Se la polizia bolivariana - che non porta armi da fuoco dai tempi di Chàvez – li cattura, ecco una stupefacente mutazione: la destra e i suoi media trasformano questi delinquenti comuni in “prigionieri politici” e “combattenti per la libertà”, come quelli che in Salvador assassinarono Monsignor Oscar Arnulfo Romero e i gesuiti dell’UCA, o come i “contras” che devastarono il Nicaragua sandinista, finanziati dall’operazione “Iran-Contras” pianificata e messa in atto dalla Casa Bianca. 

Riassumendo: quello che sta succedendo oggi in Venezuela è che la controrivoluzione cerca di prendere le piazze – ed è riuscita a farlo in alcune parti del paese – e produrre, attraverso la carenza programmata di merci e la guerra economica, il caos sociale che finisca in una situazione di dissoluzione nazionale e scateni la caduta della rivoluzione bolivariana.

 

Riflettendo sul corso della rivoluzione del 1848 in Francia, Marx scrisse alcune righe che, con una certa cautela, potrebbero benissimo applicarsi al Venezuela attuale. Nel suo celebre Il Diciotto Brumaio di Luigi Bonaparte, egli descrisse la situazione a Parigi dicendo come “nel mezzo di questa confusione indicibile e strepitosa di fusione, revisione, proroga di poteri, Costituzione, cospirazione, coalizione, emigrazione, usurpazione e rivoluzione il borghese, ansimante, gridasse come un pazzo alla sua repubblica parlamentare: ‘Meglio un finale terribile che un terrore senza fine!’”.

 

Sarebbe imprudente non prendere queste parole molto seriamente, perché questo è esattamente ciò che l’impero e i suoi seguaci tentano di fare in Venezuela: ottenere l’accettazione popolare di un “finale terribile” che metta fine ad “un terrore senza fine”. A questo fine Washington applica la stessa ricetta applicata in tanti paesi: organizzare l’opposizione e trasformarla nel seme della controrivoluzione, offrirle finanziamenti, copertura mediatica, armi; inventare i suoi leaders, fissare l’agenda e reclutare mercenari e malviventi della peggior specie che facciano il lavoro sporco di “riscaldare la piazza” uccidendo, distruggendo, incendiando, saccheggiando, mentre i dirigenti principali si fanno fotografare con presidenti, ministri, col Segretario Generale della OEA ed altri agenti dell’impero.

La stessa cosa l’hanno fatta alcuni anni fa, con grande successo, in Libia, dove Washington ed i suoi compari inventarono i “combattenti per la libertà” a Bengasi.

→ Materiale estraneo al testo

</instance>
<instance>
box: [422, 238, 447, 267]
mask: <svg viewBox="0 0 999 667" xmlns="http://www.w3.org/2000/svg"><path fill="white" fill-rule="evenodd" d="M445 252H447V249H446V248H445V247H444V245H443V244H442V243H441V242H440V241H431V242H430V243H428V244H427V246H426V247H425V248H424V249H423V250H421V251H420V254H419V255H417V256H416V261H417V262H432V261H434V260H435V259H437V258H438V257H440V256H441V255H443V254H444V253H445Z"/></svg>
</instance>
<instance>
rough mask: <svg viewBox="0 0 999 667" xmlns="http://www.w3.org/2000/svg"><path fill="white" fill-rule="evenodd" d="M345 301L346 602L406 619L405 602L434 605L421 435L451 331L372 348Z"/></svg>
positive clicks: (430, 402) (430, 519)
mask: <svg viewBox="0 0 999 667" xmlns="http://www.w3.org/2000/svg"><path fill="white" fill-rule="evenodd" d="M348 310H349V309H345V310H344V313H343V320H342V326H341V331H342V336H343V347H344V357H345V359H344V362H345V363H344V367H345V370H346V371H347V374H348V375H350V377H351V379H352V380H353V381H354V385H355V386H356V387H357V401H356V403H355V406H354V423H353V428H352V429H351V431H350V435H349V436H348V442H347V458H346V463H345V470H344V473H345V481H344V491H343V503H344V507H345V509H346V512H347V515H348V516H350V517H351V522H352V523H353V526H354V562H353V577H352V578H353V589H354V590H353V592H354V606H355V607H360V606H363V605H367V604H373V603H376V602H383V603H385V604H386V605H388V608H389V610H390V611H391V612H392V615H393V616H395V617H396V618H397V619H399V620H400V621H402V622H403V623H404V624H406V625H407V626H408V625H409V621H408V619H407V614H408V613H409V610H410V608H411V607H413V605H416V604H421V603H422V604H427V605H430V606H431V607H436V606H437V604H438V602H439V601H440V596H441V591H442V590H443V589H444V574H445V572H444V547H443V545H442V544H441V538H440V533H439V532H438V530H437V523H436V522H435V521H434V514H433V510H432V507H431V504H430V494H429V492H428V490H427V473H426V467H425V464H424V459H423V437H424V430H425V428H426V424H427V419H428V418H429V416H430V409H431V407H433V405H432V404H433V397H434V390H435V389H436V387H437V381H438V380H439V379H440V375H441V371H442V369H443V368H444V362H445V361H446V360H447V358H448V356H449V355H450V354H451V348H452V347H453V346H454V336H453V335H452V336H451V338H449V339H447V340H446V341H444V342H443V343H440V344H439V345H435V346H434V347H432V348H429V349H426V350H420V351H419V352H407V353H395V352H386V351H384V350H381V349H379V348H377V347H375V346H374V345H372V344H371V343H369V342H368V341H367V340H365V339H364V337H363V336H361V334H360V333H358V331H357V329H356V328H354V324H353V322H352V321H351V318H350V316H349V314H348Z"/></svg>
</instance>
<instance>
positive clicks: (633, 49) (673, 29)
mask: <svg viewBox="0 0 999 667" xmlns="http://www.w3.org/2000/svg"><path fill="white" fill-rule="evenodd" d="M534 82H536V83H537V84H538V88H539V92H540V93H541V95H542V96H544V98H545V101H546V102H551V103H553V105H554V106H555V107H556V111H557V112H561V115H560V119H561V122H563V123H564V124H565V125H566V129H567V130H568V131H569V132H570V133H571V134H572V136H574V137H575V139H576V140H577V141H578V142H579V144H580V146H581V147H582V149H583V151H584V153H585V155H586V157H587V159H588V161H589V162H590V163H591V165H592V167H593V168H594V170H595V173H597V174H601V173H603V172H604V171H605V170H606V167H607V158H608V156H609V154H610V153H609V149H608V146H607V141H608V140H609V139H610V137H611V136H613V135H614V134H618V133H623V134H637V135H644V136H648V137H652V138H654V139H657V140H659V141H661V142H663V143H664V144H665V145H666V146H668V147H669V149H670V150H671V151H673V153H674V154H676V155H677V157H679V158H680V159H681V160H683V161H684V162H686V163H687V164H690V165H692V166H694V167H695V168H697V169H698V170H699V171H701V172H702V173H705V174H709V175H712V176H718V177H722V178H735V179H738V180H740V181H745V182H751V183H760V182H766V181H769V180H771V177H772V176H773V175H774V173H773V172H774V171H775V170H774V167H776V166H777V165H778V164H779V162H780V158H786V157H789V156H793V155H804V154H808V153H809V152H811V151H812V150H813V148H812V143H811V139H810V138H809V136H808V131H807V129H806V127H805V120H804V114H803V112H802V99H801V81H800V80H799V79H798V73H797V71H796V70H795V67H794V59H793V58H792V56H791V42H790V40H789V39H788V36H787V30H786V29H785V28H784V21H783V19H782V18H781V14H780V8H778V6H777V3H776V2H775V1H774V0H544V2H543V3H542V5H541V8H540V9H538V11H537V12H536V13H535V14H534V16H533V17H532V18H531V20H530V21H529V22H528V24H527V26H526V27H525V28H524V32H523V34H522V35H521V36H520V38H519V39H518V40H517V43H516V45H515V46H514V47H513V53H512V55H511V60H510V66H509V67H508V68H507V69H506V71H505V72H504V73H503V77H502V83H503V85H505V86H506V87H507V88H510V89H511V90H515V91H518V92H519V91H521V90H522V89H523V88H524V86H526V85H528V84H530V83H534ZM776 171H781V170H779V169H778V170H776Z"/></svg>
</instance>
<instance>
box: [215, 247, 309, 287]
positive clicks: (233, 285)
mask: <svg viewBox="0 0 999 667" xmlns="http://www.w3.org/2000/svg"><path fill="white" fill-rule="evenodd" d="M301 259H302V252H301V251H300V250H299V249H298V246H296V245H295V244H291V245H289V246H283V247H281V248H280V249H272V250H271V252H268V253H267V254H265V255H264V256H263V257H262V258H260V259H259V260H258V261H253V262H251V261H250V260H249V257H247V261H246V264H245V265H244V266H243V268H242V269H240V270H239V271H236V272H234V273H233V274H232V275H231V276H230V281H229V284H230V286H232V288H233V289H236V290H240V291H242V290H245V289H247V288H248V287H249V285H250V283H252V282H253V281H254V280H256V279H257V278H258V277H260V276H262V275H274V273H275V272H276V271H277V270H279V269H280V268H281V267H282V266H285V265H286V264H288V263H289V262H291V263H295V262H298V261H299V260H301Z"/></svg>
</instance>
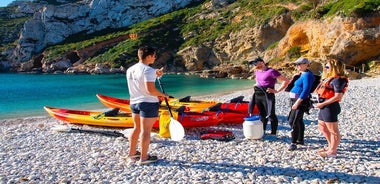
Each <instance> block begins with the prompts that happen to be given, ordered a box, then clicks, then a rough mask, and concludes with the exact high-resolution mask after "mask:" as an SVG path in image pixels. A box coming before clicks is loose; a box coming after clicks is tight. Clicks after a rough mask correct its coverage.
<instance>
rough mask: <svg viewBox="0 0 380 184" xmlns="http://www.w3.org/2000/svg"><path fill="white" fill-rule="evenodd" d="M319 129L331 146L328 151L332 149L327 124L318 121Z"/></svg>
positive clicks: (319, 120) (329, 134) (322, 121)
mask: <svg viewBox="0 0 380 184" xmlns="http://www.w3.org/2000/svg"><path fill="white" fill-rule="evenodd" d="M318 128H319V130H320V131H321V132H322V134H323V135H324V136H325V138H326V140H327V144H328V146H329V147H328V149H330V148H331V141H330V140H331V139H330V137H331V134H330V131H329V130H328V128H327V126H326V123H325V122H324V121H321V120H318Z"/></svg>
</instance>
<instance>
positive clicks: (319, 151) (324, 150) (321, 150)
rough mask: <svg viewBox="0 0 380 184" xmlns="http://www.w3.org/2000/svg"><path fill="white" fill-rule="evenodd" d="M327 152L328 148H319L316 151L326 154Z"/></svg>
mask: <svg viewBox="0 0 380 184" xmlns="http://www.w3.org/2000/svg"><path fill="white" fill-rule="evenodd" d="M328 150H329V148H321V149H319V150H318V153H322V152H326V151H328Z"/></svg>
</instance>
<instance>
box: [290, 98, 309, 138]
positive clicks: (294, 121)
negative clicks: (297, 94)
mask: <svg viewBox="0 0 380 184" xmlns="http://www.w3.org/2000/svg"><path fill="white" fill-rule="evenodd" d="M296 101H297V98H292V99H290V106H293V104H294V103H295V102H296ZM308 106H309V102H307V100H303V101H302V103H301V104H300V105H299V106H298V108H297V109H295V110H293V109H291V110H290V112H289V116H288V120H289V125H290V128H291V129H292V132H291V136H292V143H297V142H298V143H303V142H304V134H305V123H304V122H303V115H304V114H305V112H306V111H307V110H308Z"/></svg>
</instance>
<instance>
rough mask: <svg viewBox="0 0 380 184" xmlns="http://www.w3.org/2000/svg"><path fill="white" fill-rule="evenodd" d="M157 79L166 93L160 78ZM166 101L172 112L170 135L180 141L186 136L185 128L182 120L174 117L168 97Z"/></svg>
mask: <svg viewBox="0 0 380 184" xmlns="http://www.w3.org/2000/svg"><path fill="white" fill-rule="evenodd" d="M157 80H158V84H159V85H160V87H161V91H162V92H163V93H165V90H164V87H163V85H162V83H161V80H160V78H157ZM165 103H166V107H168V111H169V114H170V123H169V131H170V137H171V139H172V140H174V141H180V140H182V139H183V137H185V129H184V128H183V126H182V124H181V123H180V122H178V121H177V120H175V119H174V118H173V114H172V111H171V109H170V106H169V103H168V99H167V98H166V97H165Z"/></svg>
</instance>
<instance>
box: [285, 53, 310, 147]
mask: <svg viewBox="0 0 380 184" xmlns="http://www.w3.org/2000/svg"><path fill="white" fill-rule="evenodd" d="M294 65H295V66H296V68H297V70H298V71H299V72H301V76H300V77H299V78H298V79H297V80H296V81H295V82H294V86H293V88H292V89H291V90H290V92H289V97H290V102H291V110H290V113H289V117H288V120H289V124H290V127H291V128H292V132H291V137H292V138H291V139H292V140H291V144H290V146H289V151H294V150H296V149H297V145H296V144H301V145H303V144H304V132H305V124H304V122H303V115H304V113H305V112H306V111H308V108H309V106H310V103H309V95H310V90H311V88H312V86H313V82H314V75H313V73H312V72H311V71H310V70H308V67H309V65H310V61H309V60H308V59H306V58H299V59H297V60H296V61H295V62H294Z"/></svg>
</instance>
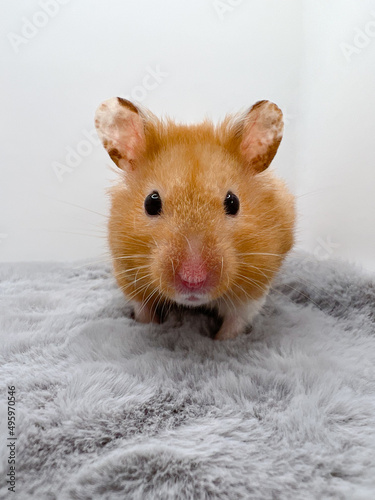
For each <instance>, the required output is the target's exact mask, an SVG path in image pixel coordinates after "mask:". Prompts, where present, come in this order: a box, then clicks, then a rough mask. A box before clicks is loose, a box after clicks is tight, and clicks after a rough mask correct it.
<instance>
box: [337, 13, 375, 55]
mask: <svg viewBox="0 0 375 500" xmlns="http://www.w3.org/2000/svg"><path fill="white" fill-rule="evenodd" d="M370 15H371V17H372V19H370V20H369V21H368V22H367V23H366V24H365V25H364V26H363V27H362V28H359V27H358V26H356V27H355V28H354V37H353V39H352V41H351V43H347V42H342V43H340V49H341V52H342V53H343V55H344V57H345V59H346V60H347V61H348V62H350V61H351V60H352V57H353V55H354V54H357V55H358V54H360V53H361V52H362V51H363V49H365V48H366V47H368V45H370V43H371V42H372V40H373V39H374V38H375V10H373V11H371V12H370Z"/></svg>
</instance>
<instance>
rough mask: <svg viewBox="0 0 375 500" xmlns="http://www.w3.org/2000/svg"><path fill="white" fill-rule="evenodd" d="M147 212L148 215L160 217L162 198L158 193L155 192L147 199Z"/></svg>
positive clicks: (148, 196)
mask: <svg viewBox="0 0 375 500" xmlns="http://www.w3.org/2000/svg"><path fill="white" fill-rule="evenodd" d="M145 210H146V213H147V214H148V215H160V213H161V198H160V194H159V193H158V192H157V191H153V192H152V193H150V194H149V195H148V196H146V199H145Z"/></svg>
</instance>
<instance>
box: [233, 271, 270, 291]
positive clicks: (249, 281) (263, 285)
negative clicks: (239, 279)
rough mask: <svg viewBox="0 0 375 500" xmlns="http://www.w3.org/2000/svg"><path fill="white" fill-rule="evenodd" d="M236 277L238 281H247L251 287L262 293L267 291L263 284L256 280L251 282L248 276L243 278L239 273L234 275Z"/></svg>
mask: <svg viewBox="0 0 375 500" xmlns="http://www.w3.org/2000/svg"><path fill="white" fill-rule="evenodd" d="M236 276H237V277H238V278H240V279H243V280H245V281H247V282H248V283H251V284H252V285H255V286H256V287H258V288H259V289H260V290H261V291H262V292H263V293H264V292H266V291H267V288H268V287H267V286H266V287H264V285H263V283H261V282H258V281H256V280H253V279H251V278H249V277H248V276H244V275H243V274H240V273H236ZM261 285H263V286H261Z"/></svg>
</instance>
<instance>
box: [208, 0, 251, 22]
mask: <svg viewBox="0 0 375 500" xmlns="http://www.w3.org/2000/svg"><path fill="white" fill-rule="evenodd" d="M243 1H244V0H213V2H212V6H213V8H214V9H215V12H216V14H217V15H218V17H219V19H221V21H223V20H224V17H225V16H226V15H227V14H229V13H230V12H233V11H234V9H235V8H236V7H238V6H239V5H241V4H242V3H243Z"/></svg>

La stampa egemonica diffuse questa falsa notizia ai quattro venti e la NATO fece quello di cui c’era bisogno. Il risultato finale: distruzione della Libia bombardata a mansalva per mesi, caduta e linciaggio di Gheddafi, tra le risa di una iena di nome Hillary Clinton.

In Venezuela si sta applicando lo stesso piano, con bande armate che distruggono e uccidono quello che capita a fronte di una polizia poco meno che indifesa.

 

A paragone, l’offensiva lanciata contro Salvador Allende negli anni Settanta fu poco più di un gioco da ragazzi a fronte dell’inaudita ferocia dell’attacco contro il Venezuela. In Cile non ci fu un’opposizione che ingaggiasse bande criminali per girare nei quartieri popolari sparando a mansalva per terrorizzare la popolazione; e neppure un governo di un paese vicino che sostenesse il contrabbando ed il paramilitarismo, ed una stampa così canagliesca ed efficace come l’attuale, che ha fatto della menzogna la sua religione.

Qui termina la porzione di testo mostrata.